Basic Stages of Language Learning
There are three basic stages in which children develop their language skills.
Stage One: Learning Sounds
When babies are born, they can make and hear all the sounds in all the languages in the world.
That’s about 150 sounds in about 6500 languages, though no language uses all of those sounds. The sounds a language uses are called
phonemes and English has about 44. Some languages use more and some use fewer.
In this stage, babies learn which phonemes belong to the language they are learning and which don’t. The ability to recognize and produce those sounds is called “phonemic awareness,” which is important for children learning to read.
Stage Two: Learning Words
At this stage, children essentially learn how the sounds in a language go together to make meaning. For example, they learn that the sounds m-ah-m-ee refer to the “being” who cuddles and feeds them, their mommy.
This is a significant step because everything we say is really just a stream of sounds. To make sense of those sounds, a child must be able to recognize where one word ends and another one begins. These are called “word boundaries.”
However, children are not learning words, exactly. They are actually learning morphemes, which may or may not be words. A morpheme is simply a sound or sounds that have a meaning, like a word mommy.
The word mommies, however, has two morphemes: mommy and –s. Children at this stage can recognize that the –s means "more than one." They also begin to associate that meaning with other words when the sound is added.
Stage Three: Learning Sentences
During this stage, children learn how to create sentences. That means they can put words in the correct order. For example, they learn that in English we say "I want a cookie" and "I want a chocolate cookie," not "Want I a cookie" or "I want cookie chocolate."

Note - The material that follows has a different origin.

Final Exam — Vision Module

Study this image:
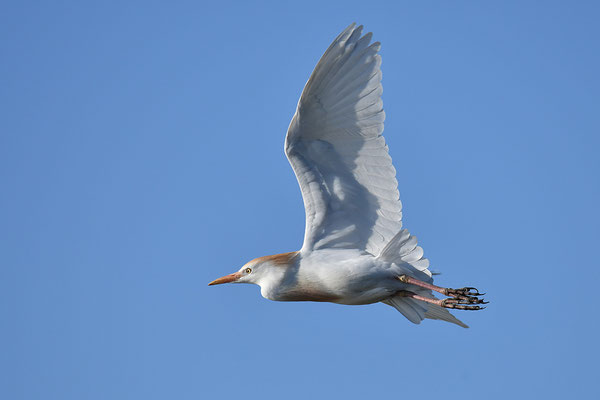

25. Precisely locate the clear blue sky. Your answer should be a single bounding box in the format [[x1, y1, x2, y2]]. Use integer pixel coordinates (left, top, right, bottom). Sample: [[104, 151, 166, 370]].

Children also learn the difference between grammatical correctness and meaning. Noam Chomsky created an example of this difference in the sentence “Colorless green ideas sleep furiously.” Children will know that although the sentence is grammatically correct, it doesn’t make sense. They know that green is a color and can't, therefore, be colorless.
Language Development
Birth
When babies are born, they can already respond to the rhythm of language. They can recognize stress, pace, and the rise and fall of pitch.
4 to 6 Months
As early as four months, infants can distinguish between language sounds and other noise. For instance, they know the difference between a spoken word and a clap.
By six months, babies begin to babble and coo and this is the first sign that the baby is learning a language.
Babies are now capable of making all the sounds in all the languages of the world, but by the time they are a year old, they will have dropped the sounds that aren’t part of the language they are learning.
8 Months
Babies can now recognize groups of sounds and can distinguish word boundaries. Although they recognize these sound groups as words, they may not know what the words mean.
12 Months
At this point, children are able to attach meanings to words. Once they can do that, they can begin to build a vocabulary. They begin to mimic new words they hear and by the time they are 1 year old will have a vocabulary of around 50 words.
18 Months
In order to communicate, children must know how to use the words they are learning. In this stage of language development, children are able to recognize the difference between nouns and verbs. Generally, the first words in a child’s vocabulary are nouns.
24 Months
At this stage, children begin to recognize more than nouns and verbs and gain an understanding of basic sentence structure. They can use pronouns, for example. They also know the right order of words in a sentence and can create simple sentences like "Me cookie?", which means "May I have a cookie?".
30 to 36 Months
By this age, about 90 percent of what children say is grammatically correct. The mistakes they make are usually things like adding -ed to irregular verbs to form the past tense.
For example, they might say "I fallen down" instead of "I fell down." They learned the grammatical rule to form the past tense by adding -ed to a verb but have not yet learned the exceptions to the rule.
Beyond 3 Years
As they grow, children continue to expand their vocabulary and develop more complex language. Their language use really doesn’t completely resemble adult language until around the age of eleven.
By the pre-teen years, kids begin to use what are called
although-type sentences. These sentences show a concession such as, "Even though the man was tired, he kept working."
Young children would likely say “The man was tired, but he kept working.”
Language Development and Gifted Children
Verbally gifted children often go through these stages more quickly than other children. Some develop so quickly that they seem to skip right over some of them.
It is not unusual for a gifted child to babble and coo and then be relatively silent. By age one they are not mimicking words and by age two they are not using even simple sentences. They may be saying "mama" and "dada," and a few other words, but not much more. Then suddenly, at 26 months, the child begins speaking in complete, grammatically correct sentences like a three-year-old.
Other verbally gifted kids may be using sentences like “Me cookie” at age one. And some six-year-old gifted kids may use sentences like “I still love my Grammy even though she doesn’t know how to use the computer.”
The
advanced language development of gifted kids may be one of the reasons that some of them are able to learn how to read before they turn five or even before they turn three.